Sound-Sculpture commission for Golygfa Gwydyr
Susurrate (Latin): a murmur or whisper of leaves, wind etc.
The piece works with the shapes of the woodland to create a reflective space. Resonant metal bars are suspended from various trees and branches sonically and visually amplifying the apparent characteristics of each.
With the notes being suspended from the trees, the branches dictate something of the visual shape. Thus the impression of a majestic or skeletal specimen becomes heightened.
This is exaggerated by the notes used. In the case of a gnarled tree, if the notes used create something bright, a high pitched and major sound; it all of a sudden feels like a cheerful plucky little tree. Whereas if darker diminished tones were chosen the atmosphere and presence feel more menacing.
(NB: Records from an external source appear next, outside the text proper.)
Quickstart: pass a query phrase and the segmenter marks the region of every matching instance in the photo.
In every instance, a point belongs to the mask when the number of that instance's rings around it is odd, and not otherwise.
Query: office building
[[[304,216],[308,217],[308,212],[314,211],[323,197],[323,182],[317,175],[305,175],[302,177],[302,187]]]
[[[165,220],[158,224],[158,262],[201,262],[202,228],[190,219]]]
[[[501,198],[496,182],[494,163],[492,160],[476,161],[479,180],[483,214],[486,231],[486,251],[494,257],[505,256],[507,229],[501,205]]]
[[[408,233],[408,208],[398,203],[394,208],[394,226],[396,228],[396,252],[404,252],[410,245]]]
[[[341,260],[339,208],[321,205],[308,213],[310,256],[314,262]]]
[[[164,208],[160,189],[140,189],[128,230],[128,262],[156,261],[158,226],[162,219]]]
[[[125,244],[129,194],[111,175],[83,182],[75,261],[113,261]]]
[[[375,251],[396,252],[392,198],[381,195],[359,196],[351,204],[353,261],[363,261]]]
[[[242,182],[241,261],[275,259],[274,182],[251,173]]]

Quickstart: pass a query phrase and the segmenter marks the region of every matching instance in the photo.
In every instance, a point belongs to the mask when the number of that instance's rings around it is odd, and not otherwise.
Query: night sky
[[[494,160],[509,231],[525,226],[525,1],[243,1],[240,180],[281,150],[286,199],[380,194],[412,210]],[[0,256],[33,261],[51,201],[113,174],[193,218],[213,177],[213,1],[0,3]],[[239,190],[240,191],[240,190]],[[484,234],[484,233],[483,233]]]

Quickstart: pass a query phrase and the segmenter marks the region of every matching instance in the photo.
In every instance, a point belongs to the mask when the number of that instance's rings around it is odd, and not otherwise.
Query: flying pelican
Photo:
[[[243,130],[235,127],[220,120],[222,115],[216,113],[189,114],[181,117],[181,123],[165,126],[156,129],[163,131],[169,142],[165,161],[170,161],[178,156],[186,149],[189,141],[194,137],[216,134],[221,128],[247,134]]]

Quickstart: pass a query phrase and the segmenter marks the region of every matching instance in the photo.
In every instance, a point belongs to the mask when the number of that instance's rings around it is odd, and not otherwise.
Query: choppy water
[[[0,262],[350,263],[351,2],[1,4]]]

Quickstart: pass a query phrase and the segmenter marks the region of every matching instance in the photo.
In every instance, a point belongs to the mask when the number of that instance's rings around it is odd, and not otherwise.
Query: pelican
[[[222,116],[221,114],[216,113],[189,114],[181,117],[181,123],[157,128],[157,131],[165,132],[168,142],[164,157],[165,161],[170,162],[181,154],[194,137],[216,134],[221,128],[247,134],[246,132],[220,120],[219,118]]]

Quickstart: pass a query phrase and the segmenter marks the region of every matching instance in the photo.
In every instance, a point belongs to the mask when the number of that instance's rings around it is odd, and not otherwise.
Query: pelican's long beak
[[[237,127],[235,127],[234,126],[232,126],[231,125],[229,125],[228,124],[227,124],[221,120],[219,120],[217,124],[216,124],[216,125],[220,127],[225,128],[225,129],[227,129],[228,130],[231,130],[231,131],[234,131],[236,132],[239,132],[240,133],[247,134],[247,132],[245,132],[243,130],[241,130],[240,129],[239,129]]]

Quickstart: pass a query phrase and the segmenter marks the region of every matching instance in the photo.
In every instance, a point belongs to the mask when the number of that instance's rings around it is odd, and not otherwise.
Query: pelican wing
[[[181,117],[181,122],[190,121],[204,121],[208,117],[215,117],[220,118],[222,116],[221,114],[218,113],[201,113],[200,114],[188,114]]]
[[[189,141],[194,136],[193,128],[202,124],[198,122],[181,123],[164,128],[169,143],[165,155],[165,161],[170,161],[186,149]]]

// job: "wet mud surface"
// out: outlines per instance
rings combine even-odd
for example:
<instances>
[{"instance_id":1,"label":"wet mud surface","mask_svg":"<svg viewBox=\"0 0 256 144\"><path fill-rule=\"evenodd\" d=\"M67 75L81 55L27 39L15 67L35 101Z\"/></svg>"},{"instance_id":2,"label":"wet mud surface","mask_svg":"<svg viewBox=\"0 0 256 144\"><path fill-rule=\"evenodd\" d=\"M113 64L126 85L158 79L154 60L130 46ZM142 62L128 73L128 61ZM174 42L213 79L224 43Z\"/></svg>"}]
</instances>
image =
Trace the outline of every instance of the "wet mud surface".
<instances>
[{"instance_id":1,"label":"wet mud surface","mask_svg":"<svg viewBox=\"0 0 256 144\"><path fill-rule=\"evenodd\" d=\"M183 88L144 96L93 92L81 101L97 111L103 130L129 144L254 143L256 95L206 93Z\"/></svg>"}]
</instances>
By itself the sculpture is largely silent, requiring a strong gust or outside intervention to create a sound. Instead, it remains quiet, highlighting the shapes of the canopy in an alien, almost ritualistic way.
On exploring the space members of the public can find beaters secured in place with which to tap the bars and bring the space to life. If audience members want to hear more than one tree at once in the space then they will have to cooperate and play as an ensemble due to the distances involved.
Each tree has a specific chord cluster, the sounds and appearance of which reflect the artists’ response to working with that particular organism. Some are sunlit and beautiful, others are brooding or foreboding, and everywhere in between.
The work is as much about music as the potential for sound. It is about heightening awareness of the environment, the magnification of space and listening and the pockets of existence between, before and after notes.
The work will be on display in Golygfa Gwydyr Llanrwst from 7th August throughout the Eisteddfod week and for longer if nature permits.